I don't see why not.  The key is make sure they don't get too much/any smoke flavor. 

At cookoffs we have used this to cook biscuits.

outdoor oven


----------



## GB (Jul 6, 2005)

Hi Tanis, I am pretty sure it is possible, at least with a gas grill. It would probably be too hard to keep a constant temp with charcoal. Another member here mentioned that he used unglazed quary stone or a pizza stone in his grill and uses it like an oven all the time. He also puts a probe thermometer on there so he knows how hot the grill is set.


----------



## tancowgirl2000 (Jul 6, 2005)

Thanks guys....I'll try that tomorrow....


----------



## Bogatee (May 21, 2007)

Ive tried to cook biscuits and muffins while backpacking. It can be a little tough. One thing ive noticed is that the bottom gets over cooked (burnt) while top is still raw. So when trying to bake over a grill you should try to add heat to the top of the pan as well as the bottom. Over a fire you can build an additional little fire on the lid of your pan. Good luck!


----------



## bowlingshirt (May 21, 2007)

Bogatee said:
			
		

> Ive tried to cook biscuits and muffins while backpacking. It can be a little tough. One thing ive noticed is that the bottom gets over cooked (burnt) while top is still raw. So when trying to bake over a grill you should try to add heat to the top of the pan as well as the bottom. Over a fire you can build an additional little fire on the lid of your pan.

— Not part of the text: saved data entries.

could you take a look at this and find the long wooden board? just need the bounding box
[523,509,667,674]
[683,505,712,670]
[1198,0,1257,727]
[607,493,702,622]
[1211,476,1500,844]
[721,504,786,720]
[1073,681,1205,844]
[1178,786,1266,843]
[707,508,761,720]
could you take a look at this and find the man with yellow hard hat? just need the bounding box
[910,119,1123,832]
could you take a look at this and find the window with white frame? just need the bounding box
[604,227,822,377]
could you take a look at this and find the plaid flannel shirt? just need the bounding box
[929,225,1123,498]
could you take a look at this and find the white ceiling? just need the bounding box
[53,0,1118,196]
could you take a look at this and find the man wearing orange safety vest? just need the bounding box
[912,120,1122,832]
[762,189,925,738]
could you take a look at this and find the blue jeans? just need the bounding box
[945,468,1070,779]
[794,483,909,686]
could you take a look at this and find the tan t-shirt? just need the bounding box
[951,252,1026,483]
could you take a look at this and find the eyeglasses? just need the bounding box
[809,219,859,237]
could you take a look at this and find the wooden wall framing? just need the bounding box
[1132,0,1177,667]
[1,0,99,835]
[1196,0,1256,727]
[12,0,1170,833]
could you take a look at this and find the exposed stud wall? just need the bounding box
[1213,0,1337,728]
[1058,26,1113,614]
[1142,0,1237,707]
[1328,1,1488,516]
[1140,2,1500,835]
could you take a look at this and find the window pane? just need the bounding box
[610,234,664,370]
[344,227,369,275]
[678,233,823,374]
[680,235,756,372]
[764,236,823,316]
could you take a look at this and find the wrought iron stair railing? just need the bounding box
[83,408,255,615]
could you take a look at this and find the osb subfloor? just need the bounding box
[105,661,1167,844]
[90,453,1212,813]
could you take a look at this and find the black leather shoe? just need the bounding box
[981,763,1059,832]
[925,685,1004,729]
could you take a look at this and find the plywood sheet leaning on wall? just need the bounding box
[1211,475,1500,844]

Good luck!


 
You could try offsetting the food from the fire.


----------



## Half Baked (May 21, 2007)

Although microwaved bread thingys are 'different', I think if I was bound and determined to make muffins, they'd be better microwaved rather than bbq'd.  

If the workmen are in the kitchen, the microwave could be plugged in on the porch.


----------